2. Description of the Related Art
A number of different power conversion modules/systems are well known for converting power from one form to another. For example, a multilevel power inverter is a power electronic device that is structured to produce AC waveforms from a DC input voltage. As another example, an active front end (also called a controllable rectifier) is a power electronic device wherein AC waveforms are converted to DC voltages. Such power conversion modules/system are used in a wide variety of applications, such as, without limitation, variable speed motor drives, and frequently require highly synchronized timing across communication links of the system and/or fast fault response between links in the system.
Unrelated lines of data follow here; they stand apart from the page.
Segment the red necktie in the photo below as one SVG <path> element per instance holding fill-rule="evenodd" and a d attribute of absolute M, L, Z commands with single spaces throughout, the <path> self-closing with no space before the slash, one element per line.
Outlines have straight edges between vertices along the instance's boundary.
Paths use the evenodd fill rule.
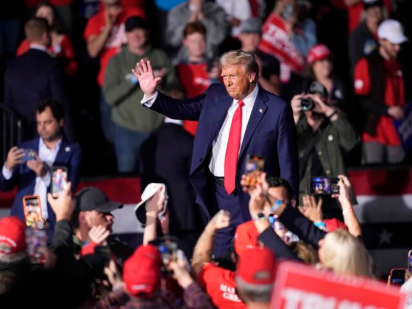
<path fill-rule="evenodd" d="M 224 189 L 228 194 L 233 192 L 236 187 L 236 168 L 242 132 L 242 107 L 244 105 L 244 103 L 242 100 L 240 100 L 238 104 L 232 119 L 224 157 Z"/>

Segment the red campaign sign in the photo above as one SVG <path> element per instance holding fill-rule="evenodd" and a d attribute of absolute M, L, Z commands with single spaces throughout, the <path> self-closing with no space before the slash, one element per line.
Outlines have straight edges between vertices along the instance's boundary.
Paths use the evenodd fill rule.
<path fill-rule="evenodd" d="M 354 276 L 319 271 L 293 262 L 280 263 L 271 309 L 400 309 L 399 289 Z"/>
<path fill-rule="evenodd" d="M 290 41 L 282 18 L 275 13 L 271 14 L 263 24 L 259 49 L 280 59 L 298 73 L 303 70 L 305 58 Z"/>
Many current industrial electronic systems employ asynchronous data communications (wherein no serial clock (SCLK) is employed) and require specialized physical interfaces and topologies. These asynchronous topologies require one of the following solutions to provide synchronization: (i) timestamp messages, which require dedicated hardware and processing time, or (ii) a completely separate communication line used solely for synchronization (which adds additional connections such as additional optical fibers).
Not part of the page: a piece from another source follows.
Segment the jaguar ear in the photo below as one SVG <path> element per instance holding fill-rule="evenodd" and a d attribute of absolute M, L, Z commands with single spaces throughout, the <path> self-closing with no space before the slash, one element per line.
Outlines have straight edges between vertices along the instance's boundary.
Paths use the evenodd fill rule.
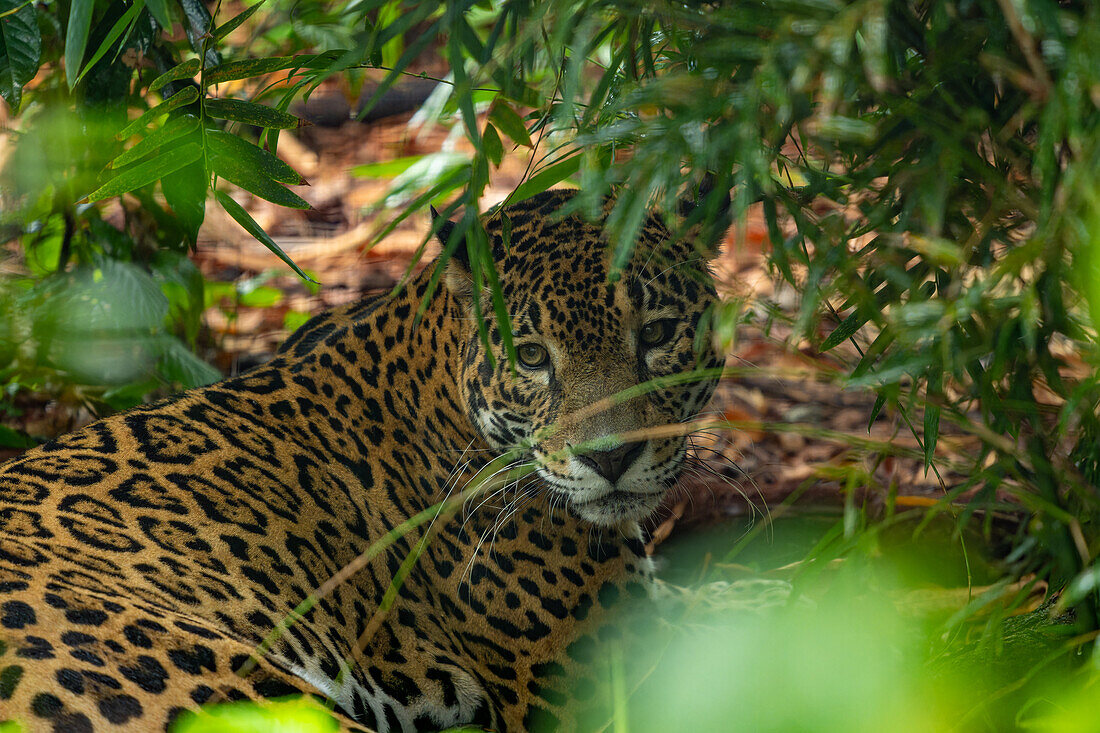
<path fill-rule="evenodd" d="M 431 228 L 436 231 L 436 238 L 440 247 L 447 251 L 454 233 L 454 222 L 443 219 L 435 206 L 429 206 L 431 212 Z M 466 251 L 466 241 L 463 237 L 461 241 L 453 244 L 450 259 L 447 261 L 447 272 L 444 281 L 448 288 L 458 295 L 470 295 L 473 292 L 473 275 L 470 273 L 470 253 Z"/>
<path fill-rule="evenodd" d="M 730 206 L 729 174 L 716 175 L 710 171 L 680 199 L 681 231 L 707 259 L 718 254 L 729 229 Z"/>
Many current systems utilize the timestamp method to keep synchronization. A case example is the IEEE 1588 specification which allows synchronization across Ethernet networks. The standard requires that specialized timestamp hardware be included in each node's Ethernet system. Additionally, a central hub/switch must also be added to the system to meet the standard Ethernet star topology. While only two optical fibers would be needed for each module to implement such a system, the central hub/switch would also need two optical fibers. Unfortunately, fiber optic Ethernet hubs/switches are not as common or cost effective as their copper counterparts. Additional downsides include sacrificing some of the communication bandwidth to provide time for the synchronization messages to be broadcast.
In addition, the well known EtherCAT® system is a variant of the IEEE 1588 specification where the synchronization is done entirely in hardware, and a ring topology is used instead of a star. No switches are required, but each module must have two datapaths to provide round trip information, which is needed for the synchronization. These two data paths require four fiber transceivers per module (2 Rx/Tx pairs). Also, the required EtherCAT® hardware interface integrated circuit (IC) adds additional cost and integration effort.
None of the standard communication solutions appears to provide a dedicated way to flag a fault quickly without sending a specific data message (note that sending a fault data message is not desirable as the message must be fully received and decoded before fault actions can occur, leading to relatively slow detection performance). The common way to provide a fast fault line has been to provide a dedicated healthy line that any node on the system can pull down when a problem is detected. The problem with such a system is that it requires an additional fiber interface that is not part of the actual communication scheme.
Thus, there is a need for a communication architecture that provides an efficient way to communicate data and synchronization information that may be employed in an electronic system such as, without limitation, a power conversion module/system (e.g., a multilevel power inverter or an active front end).